|
Theatergeschichte
Die historischen Mittel des Theaters theatral zu demonstrieren und damit
auch noch attraktives Theater zu spielen: das muss einfach im gutgemeinten
Didaktischen enden. So geschehen in Leipzig: Goy Joostens Konzept zeigt
die ersten Troja-Akte als griechische Tragödie mit einem heutigen "Publikum",
die ersten Karthago-Akte als Mixtur von rand Opera, Barockoper, commedia
dell'arte, den Schlussakt als episches Theater.
Doch besondere Defizite sind in der Personenführung zu konstatieren: stilisierte
Gesten, beliebiges Nebeneinander vermögen keine Gefühlswelten zu vermitteln.
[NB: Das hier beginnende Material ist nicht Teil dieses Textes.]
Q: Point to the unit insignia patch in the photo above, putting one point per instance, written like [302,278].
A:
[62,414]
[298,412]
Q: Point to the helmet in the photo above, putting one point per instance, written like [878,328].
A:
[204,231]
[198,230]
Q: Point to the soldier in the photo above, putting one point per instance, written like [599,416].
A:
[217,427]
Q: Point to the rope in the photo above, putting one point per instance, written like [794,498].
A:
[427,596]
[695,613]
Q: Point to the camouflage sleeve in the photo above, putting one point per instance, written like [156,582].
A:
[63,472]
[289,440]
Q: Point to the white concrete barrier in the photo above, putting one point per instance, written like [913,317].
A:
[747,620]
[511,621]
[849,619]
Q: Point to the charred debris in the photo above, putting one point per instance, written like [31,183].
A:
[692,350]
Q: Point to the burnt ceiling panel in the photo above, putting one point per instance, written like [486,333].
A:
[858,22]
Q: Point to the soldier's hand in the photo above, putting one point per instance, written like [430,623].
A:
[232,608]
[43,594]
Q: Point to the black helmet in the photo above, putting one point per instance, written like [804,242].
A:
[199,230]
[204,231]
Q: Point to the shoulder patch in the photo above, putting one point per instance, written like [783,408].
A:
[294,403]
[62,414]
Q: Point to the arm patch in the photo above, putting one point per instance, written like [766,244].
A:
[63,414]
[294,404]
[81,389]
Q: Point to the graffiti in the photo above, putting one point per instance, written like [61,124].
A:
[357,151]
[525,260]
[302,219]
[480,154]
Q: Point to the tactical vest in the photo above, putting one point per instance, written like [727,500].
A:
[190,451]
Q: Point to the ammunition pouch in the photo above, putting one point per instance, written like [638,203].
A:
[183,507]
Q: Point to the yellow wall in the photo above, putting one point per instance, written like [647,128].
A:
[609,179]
Johannes Leyackers Bühnenbild entspricht dem Inszenierungskonzept - Räume
à la Dionysos-Amphitheater, ein phantasievoller Moloch, Requisiten sie
bei Brecht oder Beckett; insgesamt der imposante Einsatz bühnenbildnerischer
Möglichkeiten, durchaus von hohem optischen Reiz!
Die Kostüme Jorge Jaros vermitteln ästhetische Kategorien der Theatergeschichte,
belegen seine schier unglaubliche Kreativität zumal im optisch zentralen
Mittelteil, aber auch seine Sensibilität für Personen in existentiellen
Situationen.
Die Extraklasse des Gewandhausorchesters steht außer Frage, doch wie die
phantastischen Musiker unter Leitung von Marc Albrecht die epochemachende
Berlioz-Komposition umsetzen, das verdient absolute Hochachtung: die eher
konventionellen Passagen - Balletteinalgen im Stil der Grand Opera - verströmen
süffige Musikalität, die exzessiven Ausbrüche ermitteln gänsehauterzeugend
das Revolutionäre der Musik. Der gewaltige Chor (Anton Tremmel) unterstützt
vor allem in den brachialen Märschen, in den aggressiven Massenemotionen!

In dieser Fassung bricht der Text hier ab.